The board’s written opinion was issued Dec. 28, setting in motion a 30-day period within which the historical society could appeal the decision. The appeal was filed in Superior Court Jan. 25.
Less than a month after that filing, Lewes Mayor and City Council introduced an ordinance that may resolve the situation, specifically regarding the placement of a historic menhaden fishing net reel on the historical society’s campus.
“The LHS appeal to Superior Court will be stayed by agreement between legal counsel for the city, BoA and LHS so the museum ordinance amendment initiated by the city can first proceed,” said LHS attorney Mark Dunkle. “The LHS supports the amendment introduced by council Feb. 14, and if adopted as drafted, [LHS] would then be able to terminate the Superior Court appeal. But to preserve the rights of the LHS, filing this appeal was necessary. So far, the legislative resolution proposed by the city looks very promising.”
At its February regular meeting, mayor and city council introduced an ordinance related to museums and outdoor exhibitions.
The ordinance says museum buildings must comply with the dimensional regulations of the zoning district in which they are located. Outdoor exhibitions on display for more than 90 days are subject to additional standards if they were installed after Feb. 1, 2022.
Those standards include a setback from the property line by a minimum distance of one-half the height of the object and a maximum height of 20 feet. Outdoor exhibitions that do not meet those standards may seek approval from the city’s historic preservation architectural review commission.
Due to the Feb. 1 effective date, the net reel would be permitted to remain at the corner of Shipcarpenter and West Third streets.
A public hearing on the ordinance is set for 6 p.m., Monday, March 7.
The net reel had for many years sat along the Lewes-Rehoboth Canal behind the Lewes Life-Saving Station and next to the Lightship Overfalls. During a September 2020 meeting before the Lewes HPARC, then-LHS Executive Director Jim Abbott said circumstances out of the society’s control required the net reel to be moved. After repairs in the spring and early summer of 2020, the net reel was reassembled on the society’s Shipcarpenter Street campus. The group did not seek permission to do so, saying they had not needed permission to place artifacts on their property in the past.

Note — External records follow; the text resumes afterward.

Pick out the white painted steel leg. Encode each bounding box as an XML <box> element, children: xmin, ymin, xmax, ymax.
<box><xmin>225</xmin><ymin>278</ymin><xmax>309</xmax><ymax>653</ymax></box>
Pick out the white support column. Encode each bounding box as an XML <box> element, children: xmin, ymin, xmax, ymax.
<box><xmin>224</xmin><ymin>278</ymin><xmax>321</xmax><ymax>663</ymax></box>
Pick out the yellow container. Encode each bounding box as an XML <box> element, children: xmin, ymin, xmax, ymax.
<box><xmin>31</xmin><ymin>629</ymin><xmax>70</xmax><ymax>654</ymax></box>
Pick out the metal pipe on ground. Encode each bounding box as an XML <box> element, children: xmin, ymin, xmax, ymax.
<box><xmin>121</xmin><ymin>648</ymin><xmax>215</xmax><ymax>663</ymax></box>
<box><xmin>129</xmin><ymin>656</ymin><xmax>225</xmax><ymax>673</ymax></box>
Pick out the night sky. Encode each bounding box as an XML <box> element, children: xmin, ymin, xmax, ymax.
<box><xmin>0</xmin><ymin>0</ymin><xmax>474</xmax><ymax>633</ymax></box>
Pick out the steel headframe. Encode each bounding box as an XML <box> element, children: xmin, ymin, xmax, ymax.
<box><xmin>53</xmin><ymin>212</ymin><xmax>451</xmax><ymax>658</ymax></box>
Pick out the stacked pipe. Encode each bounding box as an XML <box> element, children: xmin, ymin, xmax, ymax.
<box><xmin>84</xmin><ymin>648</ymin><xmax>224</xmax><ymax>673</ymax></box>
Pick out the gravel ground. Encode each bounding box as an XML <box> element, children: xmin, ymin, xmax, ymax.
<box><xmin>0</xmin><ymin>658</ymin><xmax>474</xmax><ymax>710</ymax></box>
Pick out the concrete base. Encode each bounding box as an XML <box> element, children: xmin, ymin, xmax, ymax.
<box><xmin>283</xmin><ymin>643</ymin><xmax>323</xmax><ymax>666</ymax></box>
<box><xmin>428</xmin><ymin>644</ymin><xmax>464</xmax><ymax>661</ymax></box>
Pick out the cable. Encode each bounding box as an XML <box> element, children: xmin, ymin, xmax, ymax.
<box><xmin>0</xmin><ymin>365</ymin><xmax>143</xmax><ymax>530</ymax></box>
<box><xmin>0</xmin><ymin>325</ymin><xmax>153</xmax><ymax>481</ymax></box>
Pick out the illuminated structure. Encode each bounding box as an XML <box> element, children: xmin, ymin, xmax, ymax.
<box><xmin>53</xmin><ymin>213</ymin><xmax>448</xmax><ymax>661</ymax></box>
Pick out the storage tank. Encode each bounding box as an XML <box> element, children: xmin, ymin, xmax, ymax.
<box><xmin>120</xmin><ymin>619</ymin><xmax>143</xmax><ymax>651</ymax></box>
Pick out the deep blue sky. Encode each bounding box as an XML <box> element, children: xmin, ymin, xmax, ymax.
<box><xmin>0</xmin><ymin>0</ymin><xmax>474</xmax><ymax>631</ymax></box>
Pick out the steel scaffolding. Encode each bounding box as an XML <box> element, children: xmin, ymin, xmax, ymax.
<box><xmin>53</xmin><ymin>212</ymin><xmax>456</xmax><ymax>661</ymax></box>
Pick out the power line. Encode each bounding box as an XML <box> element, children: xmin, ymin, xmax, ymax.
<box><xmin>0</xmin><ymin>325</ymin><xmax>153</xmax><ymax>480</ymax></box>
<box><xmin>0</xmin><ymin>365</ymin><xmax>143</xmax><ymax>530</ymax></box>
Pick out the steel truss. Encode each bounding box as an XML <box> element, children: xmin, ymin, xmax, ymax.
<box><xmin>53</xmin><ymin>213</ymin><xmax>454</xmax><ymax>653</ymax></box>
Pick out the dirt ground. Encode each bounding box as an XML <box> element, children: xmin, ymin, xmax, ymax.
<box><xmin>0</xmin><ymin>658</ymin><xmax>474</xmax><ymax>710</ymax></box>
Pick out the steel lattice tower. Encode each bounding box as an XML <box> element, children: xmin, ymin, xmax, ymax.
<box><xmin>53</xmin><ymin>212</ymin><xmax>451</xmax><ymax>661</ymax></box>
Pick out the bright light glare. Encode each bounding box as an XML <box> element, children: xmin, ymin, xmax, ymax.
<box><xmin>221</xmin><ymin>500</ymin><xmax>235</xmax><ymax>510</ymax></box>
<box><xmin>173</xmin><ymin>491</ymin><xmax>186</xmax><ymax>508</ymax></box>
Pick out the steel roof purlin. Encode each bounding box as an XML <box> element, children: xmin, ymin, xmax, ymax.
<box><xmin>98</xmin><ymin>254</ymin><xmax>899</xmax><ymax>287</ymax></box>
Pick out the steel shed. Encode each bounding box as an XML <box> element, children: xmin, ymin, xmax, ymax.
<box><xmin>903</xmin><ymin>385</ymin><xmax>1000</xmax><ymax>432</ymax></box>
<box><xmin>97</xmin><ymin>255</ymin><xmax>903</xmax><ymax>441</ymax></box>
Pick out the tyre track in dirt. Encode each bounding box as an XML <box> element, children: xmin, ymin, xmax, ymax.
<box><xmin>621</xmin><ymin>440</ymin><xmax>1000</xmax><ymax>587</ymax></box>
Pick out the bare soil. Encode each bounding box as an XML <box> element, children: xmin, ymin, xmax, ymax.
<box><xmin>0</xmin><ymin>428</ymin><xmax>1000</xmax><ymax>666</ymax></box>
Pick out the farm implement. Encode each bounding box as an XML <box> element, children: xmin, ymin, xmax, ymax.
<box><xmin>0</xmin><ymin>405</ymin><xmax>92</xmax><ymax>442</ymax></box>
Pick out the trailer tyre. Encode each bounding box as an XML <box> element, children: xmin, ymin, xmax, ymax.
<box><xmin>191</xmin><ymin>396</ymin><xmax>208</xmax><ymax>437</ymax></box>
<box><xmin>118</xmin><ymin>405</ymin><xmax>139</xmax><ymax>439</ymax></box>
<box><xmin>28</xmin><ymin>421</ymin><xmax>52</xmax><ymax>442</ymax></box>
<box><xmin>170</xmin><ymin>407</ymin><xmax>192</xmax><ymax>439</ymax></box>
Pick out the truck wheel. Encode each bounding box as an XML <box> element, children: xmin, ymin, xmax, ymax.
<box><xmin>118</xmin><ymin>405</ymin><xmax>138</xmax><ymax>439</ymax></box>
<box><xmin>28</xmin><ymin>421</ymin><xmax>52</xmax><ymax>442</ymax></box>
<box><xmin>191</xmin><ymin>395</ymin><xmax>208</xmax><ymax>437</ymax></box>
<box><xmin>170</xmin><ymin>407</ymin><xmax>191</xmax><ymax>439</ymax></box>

After a group of neighbors objected to the net reel’s new location, the historic preservation commission determined it did not fit in with the rhythm and scale of the streetscape, and denied an application for it to remain in place.
Abbott testified several times that the net reel is important in telling the 20th century history of Lewes, particularly during a pre-civil rights time when African Americans and Caucasians worked side by side at Fish Products Company near today’s Cape May-Lewes Ferry terminal.
Abbott said the net reel would be included in a walking tour that educates the public about the contributions African Americans have made to the Lewes community. The tour is being developed by the Lewes African American Heritage Commission.
The dimensions of the cylindrical wooden reel, which was used to pull cotton fishing nets out of saltwater to dry, are 19 feet in height, 32 feet in length and 18 feet in depth.
LHS went before the city’s board of adjustment in November 2021 seeking to have the denial revoked on the grounds that HPARC did not have jurisdiction over the LHS campus. The board upheld HPARC’s power by a 3-1 vote.
In the months since, city staff and members of council have been working on the museum and outdoor exhibitions ordinance as a way to find resolution to the feud.